Sunday’s vote was the first in which the former Farc guerrillas, now a political party, took part.
With more than 90% of votes counted, ex-president Álvaro Uribe’s Democratic Centre party won the most seats.
The Farc performed poorly, in line with expectations – but is guaranteed some seats by the peace agreement.
It received just 0.4% of the total number of votes – but will receive five seats each of the two chambers of parliament.
Final official results are expected later on Monday.
Polling was also reported to be unusually peaceful compared to previous years, when it has sometimes been marred by violence.
The right-wing parties performed best, but still fell short of an overall majority.
Analysis: Farc’s uncertain future
The Farc was never expected to win lots of seats – they had plenty of critics who felt it was too soon for the former guerrilla fighters to be running for Congress.
But these results just underline that no matter how much influence they used to exert over the country during the conflict, now they’ve laid down their weapons, their power has all but disappeared.
The congressional vote was seen as a test for President Juan Manuel Santos – his government had been criticised for what many feel was a peace deal that was too lenient towards the Farc.
These elections have strengthened the hand of the right-wing parties ahead of the presidential vote in May so the future role of these political newcomers is uncertain.
The Democratic Centre emerged as the largest party, with 19 seats in the country’s Senate, and another 33 in the lower house of representatives.
But the results were fragmented, with no party achieving more than 16% of the total poll.
The three largest right-wing or conservative parties together have won 50 of the Senate’s 102 seats.
But the strong performance of Mr Uribe’s party – which vehemently opposed the terms of the peace deal – is indicative of the divided attitudes in the country.

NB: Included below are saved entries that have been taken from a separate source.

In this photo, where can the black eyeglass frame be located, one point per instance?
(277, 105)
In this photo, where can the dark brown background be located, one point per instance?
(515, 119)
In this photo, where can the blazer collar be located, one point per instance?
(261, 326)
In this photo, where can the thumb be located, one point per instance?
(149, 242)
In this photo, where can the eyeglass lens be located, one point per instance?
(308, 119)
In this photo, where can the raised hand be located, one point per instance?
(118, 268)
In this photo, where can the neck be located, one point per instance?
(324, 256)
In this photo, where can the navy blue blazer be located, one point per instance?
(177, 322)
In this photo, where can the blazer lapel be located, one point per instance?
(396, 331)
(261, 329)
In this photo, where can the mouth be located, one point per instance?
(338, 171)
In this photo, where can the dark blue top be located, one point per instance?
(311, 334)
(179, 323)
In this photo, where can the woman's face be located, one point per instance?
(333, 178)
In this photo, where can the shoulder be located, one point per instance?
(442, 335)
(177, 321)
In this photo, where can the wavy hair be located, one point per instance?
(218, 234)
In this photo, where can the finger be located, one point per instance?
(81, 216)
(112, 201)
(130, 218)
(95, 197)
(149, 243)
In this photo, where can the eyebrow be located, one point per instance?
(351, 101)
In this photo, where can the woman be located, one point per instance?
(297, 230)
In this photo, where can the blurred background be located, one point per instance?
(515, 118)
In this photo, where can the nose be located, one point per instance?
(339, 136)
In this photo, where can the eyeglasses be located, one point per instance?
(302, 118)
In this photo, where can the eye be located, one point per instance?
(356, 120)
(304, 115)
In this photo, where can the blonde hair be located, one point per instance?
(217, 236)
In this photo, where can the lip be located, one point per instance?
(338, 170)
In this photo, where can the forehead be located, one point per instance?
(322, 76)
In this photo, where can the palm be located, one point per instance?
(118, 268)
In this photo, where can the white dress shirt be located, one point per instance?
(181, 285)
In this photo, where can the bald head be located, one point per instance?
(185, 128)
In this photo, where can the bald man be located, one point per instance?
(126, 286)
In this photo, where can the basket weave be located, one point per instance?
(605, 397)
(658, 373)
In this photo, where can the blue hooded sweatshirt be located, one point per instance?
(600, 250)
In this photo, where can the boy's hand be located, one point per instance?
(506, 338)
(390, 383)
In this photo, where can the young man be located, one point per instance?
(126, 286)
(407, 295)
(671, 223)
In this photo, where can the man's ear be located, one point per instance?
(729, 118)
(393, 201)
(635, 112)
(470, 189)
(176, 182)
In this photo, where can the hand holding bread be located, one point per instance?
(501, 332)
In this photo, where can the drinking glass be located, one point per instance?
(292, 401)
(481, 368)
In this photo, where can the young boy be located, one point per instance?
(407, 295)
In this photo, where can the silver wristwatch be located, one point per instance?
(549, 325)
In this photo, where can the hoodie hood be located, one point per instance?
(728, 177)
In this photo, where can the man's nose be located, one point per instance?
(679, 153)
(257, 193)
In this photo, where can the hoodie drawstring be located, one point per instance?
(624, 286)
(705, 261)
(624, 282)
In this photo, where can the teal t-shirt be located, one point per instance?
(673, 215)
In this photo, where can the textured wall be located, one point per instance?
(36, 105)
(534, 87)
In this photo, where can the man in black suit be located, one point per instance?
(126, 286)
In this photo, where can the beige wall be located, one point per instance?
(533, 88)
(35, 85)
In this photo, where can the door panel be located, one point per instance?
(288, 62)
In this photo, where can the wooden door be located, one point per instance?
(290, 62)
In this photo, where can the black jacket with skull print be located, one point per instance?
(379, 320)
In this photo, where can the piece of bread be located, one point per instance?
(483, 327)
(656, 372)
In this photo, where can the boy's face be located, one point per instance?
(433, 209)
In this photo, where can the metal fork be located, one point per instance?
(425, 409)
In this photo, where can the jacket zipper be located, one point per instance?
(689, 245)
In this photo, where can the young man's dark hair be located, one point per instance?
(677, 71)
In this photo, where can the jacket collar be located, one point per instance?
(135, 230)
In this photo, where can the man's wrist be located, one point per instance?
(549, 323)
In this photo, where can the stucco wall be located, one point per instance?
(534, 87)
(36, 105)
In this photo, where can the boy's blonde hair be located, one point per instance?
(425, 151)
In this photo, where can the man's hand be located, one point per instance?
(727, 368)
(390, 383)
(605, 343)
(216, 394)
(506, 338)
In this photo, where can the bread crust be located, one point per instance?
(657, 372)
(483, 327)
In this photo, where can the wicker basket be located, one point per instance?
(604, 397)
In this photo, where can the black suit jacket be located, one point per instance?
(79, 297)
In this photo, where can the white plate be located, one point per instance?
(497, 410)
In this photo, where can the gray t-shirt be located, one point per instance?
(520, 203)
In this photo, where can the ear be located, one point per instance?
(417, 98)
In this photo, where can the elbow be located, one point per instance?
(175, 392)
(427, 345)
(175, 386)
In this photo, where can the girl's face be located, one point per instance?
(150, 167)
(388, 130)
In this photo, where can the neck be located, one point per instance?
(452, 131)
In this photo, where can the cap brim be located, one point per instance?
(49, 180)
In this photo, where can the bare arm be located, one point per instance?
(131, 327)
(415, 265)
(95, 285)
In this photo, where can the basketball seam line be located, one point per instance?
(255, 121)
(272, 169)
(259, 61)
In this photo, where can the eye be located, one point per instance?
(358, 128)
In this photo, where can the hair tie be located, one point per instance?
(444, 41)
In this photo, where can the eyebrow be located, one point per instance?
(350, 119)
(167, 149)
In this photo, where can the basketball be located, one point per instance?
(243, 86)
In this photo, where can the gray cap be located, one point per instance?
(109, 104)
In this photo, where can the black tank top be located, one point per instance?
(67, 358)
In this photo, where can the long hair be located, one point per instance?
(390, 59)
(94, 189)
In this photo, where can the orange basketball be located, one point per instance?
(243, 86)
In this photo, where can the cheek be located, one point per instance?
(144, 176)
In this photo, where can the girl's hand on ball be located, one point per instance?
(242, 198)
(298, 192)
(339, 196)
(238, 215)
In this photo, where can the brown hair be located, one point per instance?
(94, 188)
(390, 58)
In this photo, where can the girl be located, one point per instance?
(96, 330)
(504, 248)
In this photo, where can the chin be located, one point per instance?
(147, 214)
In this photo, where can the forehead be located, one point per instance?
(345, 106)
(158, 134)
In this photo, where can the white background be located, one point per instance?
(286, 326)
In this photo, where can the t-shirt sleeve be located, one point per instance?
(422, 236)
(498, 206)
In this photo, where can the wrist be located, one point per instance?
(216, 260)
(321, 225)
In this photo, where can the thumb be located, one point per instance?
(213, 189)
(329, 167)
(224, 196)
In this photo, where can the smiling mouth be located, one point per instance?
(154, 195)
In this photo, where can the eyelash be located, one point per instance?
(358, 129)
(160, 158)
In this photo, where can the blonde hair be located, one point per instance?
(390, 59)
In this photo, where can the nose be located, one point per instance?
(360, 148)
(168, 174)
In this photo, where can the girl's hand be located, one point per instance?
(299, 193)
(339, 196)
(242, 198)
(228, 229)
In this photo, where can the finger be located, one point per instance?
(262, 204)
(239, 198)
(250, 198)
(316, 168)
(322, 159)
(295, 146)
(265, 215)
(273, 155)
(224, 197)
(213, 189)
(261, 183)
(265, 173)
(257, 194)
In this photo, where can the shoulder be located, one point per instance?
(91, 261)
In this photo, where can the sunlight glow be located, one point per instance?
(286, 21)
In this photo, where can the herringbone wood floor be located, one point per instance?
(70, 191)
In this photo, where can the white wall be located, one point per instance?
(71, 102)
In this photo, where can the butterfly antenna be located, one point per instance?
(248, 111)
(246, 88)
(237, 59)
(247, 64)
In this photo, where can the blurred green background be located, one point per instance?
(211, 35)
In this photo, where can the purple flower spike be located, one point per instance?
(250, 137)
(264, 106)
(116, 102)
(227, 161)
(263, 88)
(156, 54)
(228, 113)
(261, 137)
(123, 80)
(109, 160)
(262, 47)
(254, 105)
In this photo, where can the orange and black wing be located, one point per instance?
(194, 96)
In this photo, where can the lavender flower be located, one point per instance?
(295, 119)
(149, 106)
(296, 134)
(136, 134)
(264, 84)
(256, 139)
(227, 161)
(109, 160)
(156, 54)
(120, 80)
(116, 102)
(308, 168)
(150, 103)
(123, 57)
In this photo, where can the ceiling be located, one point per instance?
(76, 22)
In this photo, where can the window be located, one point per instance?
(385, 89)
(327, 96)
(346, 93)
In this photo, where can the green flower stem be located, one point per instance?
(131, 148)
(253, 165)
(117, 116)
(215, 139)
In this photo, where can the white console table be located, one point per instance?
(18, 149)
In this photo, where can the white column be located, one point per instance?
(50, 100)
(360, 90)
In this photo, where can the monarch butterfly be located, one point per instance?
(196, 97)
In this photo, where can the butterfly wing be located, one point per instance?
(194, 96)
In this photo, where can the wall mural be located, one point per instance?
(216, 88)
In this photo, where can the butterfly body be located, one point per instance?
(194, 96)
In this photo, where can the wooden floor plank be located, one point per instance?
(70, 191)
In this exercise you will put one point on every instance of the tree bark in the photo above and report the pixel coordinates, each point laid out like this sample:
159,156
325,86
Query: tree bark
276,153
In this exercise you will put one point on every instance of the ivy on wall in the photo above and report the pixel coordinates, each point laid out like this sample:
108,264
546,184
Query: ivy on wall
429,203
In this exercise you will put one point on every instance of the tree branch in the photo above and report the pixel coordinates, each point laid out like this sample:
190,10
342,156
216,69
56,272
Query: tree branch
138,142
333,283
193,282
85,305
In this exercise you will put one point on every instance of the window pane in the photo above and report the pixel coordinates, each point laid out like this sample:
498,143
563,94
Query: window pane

Farc rebels were in open conflict with Colombia’s government for more than 50 years, engaged in a guerrilla war that killed more than 220,000 people.
Many Colombians felt that the former rebels should have been held accountable for crimes, rather than given political influence.
Also on Sunday, Colombians selected candidates in the presidential primary elections, choosing those who will vie to replace the architect of the peace process, President Juan Manuel Santos.
Iván Duque was selected for the right-wing coalition, while Gustavo Petro won the nomination for the left.
The pair will contest a first round of elections in late May alongside several other candidates, with the victor chosen in June. President Santos’s term expires in August.
Mr Santos was awarded the Nobel Peace Prize in 2016 for his efforts on the peace agreement.